(Prerequisite reading: Sad Joke in Clinical Psychology ; Sad Joke on a Marae (by Apriana Taylor) and Sad Joke in District Court (by Lisa Cherrington) )
SAD JOKE IN A MENTAL HEALTH SETTING
Am I mad or bad or am I both?
Let’s see:
You stole my land.
You stopped me from speaking my language.
You prohibited access to my tohunga.
You broke down my collective and moved to a focus on the individual.
I am disconnected to who I am. Maunga? Awa? Pepeha?
I have no experience of this.
Well here I am. Angry. Mad. Bad. Who the fuck knows?
You medicate me with your pills.
You put me under an Act if I don’t take them.
You prescribe psychiatric assessments and psychological interventions
Claimed to be evidence based, based on Western ideologies
White mans ways.
I have now become a commodity
To sell your drugs and interventions too
To imprison in your concrete walls
I am ordered to stand in White Court establishments
To answer to a Pākehā system
I represent all the health and justice inequities
Created by your ways.
I am sick.
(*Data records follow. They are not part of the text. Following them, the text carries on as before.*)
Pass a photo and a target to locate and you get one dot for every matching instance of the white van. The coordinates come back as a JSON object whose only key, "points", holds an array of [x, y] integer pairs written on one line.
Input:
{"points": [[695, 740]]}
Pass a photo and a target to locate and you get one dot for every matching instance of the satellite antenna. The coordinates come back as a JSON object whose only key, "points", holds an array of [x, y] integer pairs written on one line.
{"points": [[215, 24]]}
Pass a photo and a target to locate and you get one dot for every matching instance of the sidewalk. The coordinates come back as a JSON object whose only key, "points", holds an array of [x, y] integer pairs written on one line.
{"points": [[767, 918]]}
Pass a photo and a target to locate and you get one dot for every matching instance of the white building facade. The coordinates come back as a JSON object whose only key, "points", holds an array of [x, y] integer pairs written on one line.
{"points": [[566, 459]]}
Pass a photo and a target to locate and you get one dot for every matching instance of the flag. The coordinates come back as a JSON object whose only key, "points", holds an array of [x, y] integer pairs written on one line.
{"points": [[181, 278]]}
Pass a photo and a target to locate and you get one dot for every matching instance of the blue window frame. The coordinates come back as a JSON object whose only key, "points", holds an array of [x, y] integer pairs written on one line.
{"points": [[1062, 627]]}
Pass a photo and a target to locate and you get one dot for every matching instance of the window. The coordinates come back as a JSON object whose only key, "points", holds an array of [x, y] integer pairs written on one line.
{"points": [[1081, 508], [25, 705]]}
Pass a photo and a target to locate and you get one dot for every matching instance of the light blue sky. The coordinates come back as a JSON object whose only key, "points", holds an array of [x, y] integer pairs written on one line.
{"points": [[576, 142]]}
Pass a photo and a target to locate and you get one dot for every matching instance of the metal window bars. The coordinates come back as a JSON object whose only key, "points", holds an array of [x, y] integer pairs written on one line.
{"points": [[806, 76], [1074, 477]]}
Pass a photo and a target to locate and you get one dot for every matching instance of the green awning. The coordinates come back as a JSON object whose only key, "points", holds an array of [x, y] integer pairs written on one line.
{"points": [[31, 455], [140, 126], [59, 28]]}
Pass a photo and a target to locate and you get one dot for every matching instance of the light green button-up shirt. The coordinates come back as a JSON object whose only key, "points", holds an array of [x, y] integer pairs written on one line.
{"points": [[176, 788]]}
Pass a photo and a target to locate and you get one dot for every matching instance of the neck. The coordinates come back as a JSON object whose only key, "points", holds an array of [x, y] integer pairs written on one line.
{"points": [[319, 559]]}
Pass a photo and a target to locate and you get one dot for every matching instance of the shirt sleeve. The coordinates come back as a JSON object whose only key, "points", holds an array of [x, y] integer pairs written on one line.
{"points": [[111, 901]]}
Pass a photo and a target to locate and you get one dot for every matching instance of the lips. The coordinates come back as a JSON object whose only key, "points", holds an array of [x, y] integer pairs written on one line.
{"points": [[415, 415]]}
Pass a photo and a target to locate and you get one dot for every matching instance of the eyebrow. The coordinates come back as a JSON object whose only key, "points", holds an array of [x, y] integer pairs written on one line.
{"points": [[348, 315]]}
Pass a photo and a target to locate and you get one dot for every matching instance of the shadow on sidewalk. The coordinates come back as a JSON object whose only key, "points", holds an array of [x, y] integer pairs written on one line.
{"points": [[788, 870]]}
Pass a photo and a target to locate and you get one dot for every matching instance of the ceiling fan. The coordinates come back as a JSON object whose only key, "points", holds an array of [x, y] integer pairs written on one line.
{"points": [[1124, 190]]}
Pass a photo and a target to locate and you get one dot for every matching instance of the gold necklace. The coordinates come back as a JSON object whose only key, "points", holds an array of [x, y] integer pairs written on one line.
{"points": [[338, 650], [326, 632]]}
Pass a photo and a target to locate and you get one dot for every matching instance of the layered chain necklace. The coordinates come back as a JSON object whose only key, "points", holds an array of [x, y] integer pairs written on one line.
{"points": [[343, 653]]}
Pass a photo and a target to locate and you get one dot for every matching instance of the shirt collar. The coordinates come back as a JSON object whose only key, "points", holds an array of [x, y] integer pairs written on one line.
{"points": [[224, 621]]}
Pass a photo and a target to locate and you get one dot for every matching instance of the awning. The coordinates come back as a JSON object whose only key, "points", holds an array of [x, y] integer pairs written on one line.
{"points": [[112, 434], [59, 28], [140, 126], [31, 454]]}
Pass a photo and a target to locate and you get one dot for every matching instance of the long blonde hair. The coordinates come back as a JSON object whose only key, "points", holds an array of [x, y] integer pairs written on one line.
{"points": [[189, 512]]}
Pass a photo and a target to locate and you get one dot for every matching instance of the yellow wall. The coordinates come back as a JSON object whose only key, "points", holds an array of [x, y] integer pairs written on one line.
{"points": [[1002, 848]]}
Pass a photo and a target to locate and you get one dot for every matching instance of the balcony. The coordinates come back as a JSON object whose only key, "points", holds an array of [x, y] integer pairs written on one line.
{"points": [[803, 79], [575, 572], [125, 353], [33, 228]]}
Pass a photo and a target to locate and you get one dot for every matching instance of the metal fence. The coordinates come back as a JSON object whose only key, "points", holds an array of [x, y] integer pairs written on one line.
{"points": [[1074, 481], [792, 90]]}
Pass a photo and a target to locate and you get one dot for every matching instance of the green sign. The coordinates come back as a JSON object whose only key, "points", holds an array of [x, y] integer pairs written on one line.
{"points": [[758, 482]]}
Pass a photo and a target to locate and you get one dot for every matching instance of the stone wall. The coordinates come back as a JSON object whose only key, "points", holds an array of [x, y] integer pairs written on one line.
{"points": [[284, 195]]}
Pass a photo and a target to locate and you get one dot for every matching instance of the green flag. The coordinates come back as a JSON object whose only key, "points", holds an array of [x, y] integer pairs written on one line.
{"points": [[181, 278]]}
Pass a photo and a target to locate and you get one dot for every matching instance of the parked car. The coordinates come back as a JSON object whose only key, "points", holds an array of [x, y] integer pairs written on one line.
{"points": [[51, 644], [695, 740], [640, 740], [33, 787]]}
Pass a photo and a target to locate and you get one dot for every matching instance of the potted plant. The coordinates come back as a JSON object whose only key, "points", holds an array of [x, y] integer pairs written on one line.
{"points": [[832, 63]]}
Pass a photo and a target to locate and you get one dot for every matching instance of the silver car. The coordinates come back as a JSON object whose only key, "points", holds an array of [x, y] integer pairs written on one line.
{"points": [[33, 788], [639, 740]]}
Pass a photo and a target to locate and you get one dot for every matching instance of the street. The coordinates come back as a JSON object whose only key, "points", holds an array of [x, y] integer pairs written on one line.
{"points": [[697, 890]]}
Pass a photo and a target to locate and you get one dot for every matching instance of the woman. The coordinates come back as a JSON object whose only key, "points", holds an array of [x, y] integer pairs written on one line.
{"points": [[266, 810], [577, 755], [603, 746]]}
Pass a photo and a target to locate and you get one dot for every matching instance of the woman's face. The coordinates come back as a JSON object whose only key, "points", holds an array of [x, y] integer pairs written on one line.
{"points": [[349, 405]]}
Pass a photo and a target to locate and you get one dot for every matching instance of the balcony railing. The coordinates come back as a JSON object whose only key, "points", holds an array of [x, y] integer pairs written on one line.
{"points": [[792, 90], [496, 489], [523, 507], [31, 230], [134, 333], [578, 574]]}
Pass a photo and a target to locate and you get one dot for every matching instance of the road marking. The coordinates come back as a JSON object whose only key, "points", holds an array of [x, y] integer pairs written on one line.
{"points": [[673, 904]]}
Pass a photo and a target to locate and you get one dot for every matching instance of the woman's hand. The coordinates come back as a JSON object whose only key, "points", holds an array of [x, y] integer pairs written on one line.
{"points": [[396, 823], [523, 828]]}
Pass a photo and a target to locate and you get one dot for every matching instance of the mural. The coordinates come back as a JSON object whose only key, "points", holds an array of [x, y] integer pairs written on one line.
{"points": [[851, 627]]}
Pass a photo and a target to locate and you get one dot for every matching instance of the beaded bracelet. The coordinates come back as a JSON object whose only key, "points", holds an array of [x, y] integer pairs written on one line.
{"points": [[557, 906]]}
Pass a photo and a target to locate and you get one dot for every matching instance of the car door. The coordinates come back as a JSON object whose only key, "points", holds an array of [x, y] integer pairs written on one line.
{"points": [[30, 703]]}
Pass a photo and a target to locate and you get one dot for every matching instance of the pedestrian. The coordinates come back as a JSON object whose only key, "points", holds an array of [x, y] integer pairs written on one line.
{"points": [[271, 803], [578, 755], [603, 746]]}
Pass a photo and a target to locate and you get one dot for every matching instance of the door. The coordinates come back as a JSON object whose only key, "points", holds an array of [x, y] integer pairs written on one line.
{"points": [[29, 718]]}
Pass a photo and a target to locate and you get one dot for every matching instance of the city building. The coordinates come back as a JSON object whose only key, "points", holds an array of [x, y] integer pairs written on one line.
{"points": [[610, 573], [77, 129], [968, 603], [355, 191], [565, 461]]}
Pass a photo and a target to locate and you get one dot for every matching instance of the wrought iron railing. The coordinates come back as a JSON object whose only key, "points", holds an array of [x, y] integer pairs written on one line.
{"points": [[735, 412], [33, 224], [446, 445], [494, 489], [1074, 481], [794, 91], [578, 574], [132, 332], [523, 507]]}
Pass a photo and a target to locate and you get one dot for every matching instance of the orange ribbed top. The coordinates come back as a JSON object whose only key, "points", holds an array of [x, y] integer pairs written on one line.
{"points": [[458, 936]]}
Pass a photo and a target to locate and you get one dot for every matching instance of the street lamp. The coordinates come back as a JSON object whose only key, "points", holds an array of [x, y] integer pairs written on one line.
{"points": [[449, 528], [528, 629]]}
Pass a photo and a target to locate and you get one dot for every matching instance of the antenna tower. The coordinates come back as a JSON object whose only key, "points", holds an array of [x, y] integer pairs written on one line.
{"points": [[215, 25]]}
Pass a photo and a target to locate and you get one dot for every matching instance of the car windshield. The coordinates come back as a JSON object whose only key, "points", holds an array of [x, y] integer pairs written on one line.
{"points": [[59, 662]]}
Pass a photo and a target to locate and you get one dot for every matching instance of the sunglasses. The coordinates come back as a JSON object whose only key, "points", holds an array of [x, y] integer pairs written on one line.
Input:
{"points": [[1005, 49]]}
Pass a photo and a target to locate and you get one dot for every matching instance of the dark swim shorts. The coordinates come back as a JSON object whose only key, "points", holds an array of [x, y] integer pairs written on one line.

Unwell.
I am mad. And bad. All of them.
E kī.
Maybe it is you who is sick? Who is mad? Who is bad? Or all of them.
Post script: I feel as if this poem is a poem my Dad would have written - but if it was Dad - maybe with a few more expletives. He had a few ‘mental health’ hospital admissions in his time. His last one, I remember him ringing to tell me about how he liked to ‘play’ with the doctors assessing him. He would turn their ‘well meaning questions’ around on them and play ‘mind games’ which didn’t do him any favours. But I think, he would have definately asked this question of who was really mad and bad.